Alvin trató de suponer cómo Khedrom podría estar al corriente de sus anteriores visitas; pero rápidamente echó de lado la cuestión apartándola de su mente. Diaspar estaba llena de ojos y oídos y de otros sentidos más sutiles que mantenían a la ciudad alerta de todo cuanto sucediese dentro de ella.

— Entonces, si no es corriente para casi nadie el venir aquí —dijo entonces Alvin— ¿por qué está ahora interesado en hacerlo?

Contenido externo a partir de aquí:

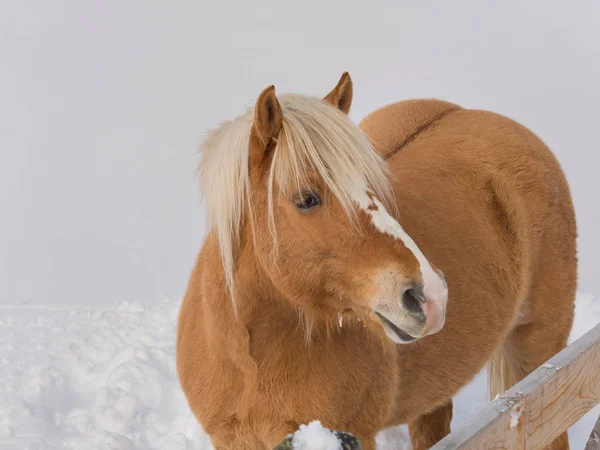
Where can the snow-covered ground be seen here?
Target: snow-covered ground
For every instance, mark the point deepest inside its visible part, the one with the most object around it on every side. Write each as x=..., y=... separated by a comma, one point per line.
x=105, y=378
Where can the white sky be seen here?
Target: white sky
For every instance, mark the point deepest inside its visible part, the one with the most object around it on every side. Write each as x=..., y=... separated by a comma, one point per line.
x=103, y=105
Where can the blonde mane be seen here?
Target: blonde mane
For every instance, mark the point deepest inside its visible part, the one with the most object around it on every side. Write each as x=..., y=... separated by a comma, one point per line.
x=315, y=137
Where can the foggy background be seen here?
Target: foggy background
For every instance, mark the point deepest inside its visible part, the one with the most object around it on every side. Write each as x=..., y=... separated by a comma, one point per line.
x=103, y=106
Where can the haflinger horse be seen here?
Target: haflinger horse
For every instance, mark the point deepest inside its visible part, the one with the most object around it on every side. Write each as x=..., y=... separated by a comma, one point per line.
x=361, y=275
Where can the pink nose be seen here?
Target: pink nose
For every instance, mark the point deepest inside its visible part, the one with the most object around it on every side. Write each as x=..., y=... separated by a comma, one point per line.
x=434, y=316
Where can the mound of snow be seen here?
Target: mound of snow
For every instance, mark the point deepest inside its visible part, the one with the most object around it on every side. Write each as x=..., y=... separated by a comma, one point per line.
x=105, y=379
x=315, y=437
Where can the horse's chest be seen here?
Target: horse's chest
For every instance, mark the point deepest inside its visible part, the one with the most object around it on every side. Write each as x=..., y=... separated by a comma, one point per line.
x=338, y=379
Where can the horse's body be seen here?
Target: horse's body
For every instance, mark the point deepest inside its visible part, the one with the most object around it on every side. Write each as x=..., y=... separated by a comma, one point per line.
x=488, y=204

— Porque en Diaspar — repuso Khedrom— lo fuera de lo corriente es mi prerrogativa. Hacía tiempo que había reparado en ti, muchacho y sabía que cualquier día nos encontraríamos aquí. Aparte de mi aspecto, yo también soy un Único. Oh, no en la forma en que tú lo eres, esta no es mi primera vida. Yo he pasado ya un millar de veces por la Sala de la Creación. Pero en alguna ocasión, allá en el pasado y en los principios, fui escogido como el Bufón, y sólo existe un Bufón en cada vez en Diaspar. Mucha gente incluso cree que uno es demasiado.

En el discurso de Khedrom había una cierta ironía que dejó algo perplejo a Alvin. No era la mejor manera de conducirse el hacer preguntas directas; pero después de todo, Khedrom había sido el que comenzó el asunto.

— Lamento mi ignorancia — dijo Alvin —. Pero ¿qué es un Bufón, y qué es lo que hace?

— Tú preguntas «qué» — replicó Khedrom— por tanto, yo empezaré por decirte «por qué». Es una larga historia, pero creo que te interesará de veras.

— A mí me interesan todas las cosas — repuso Alvin con verdadera sinceridad.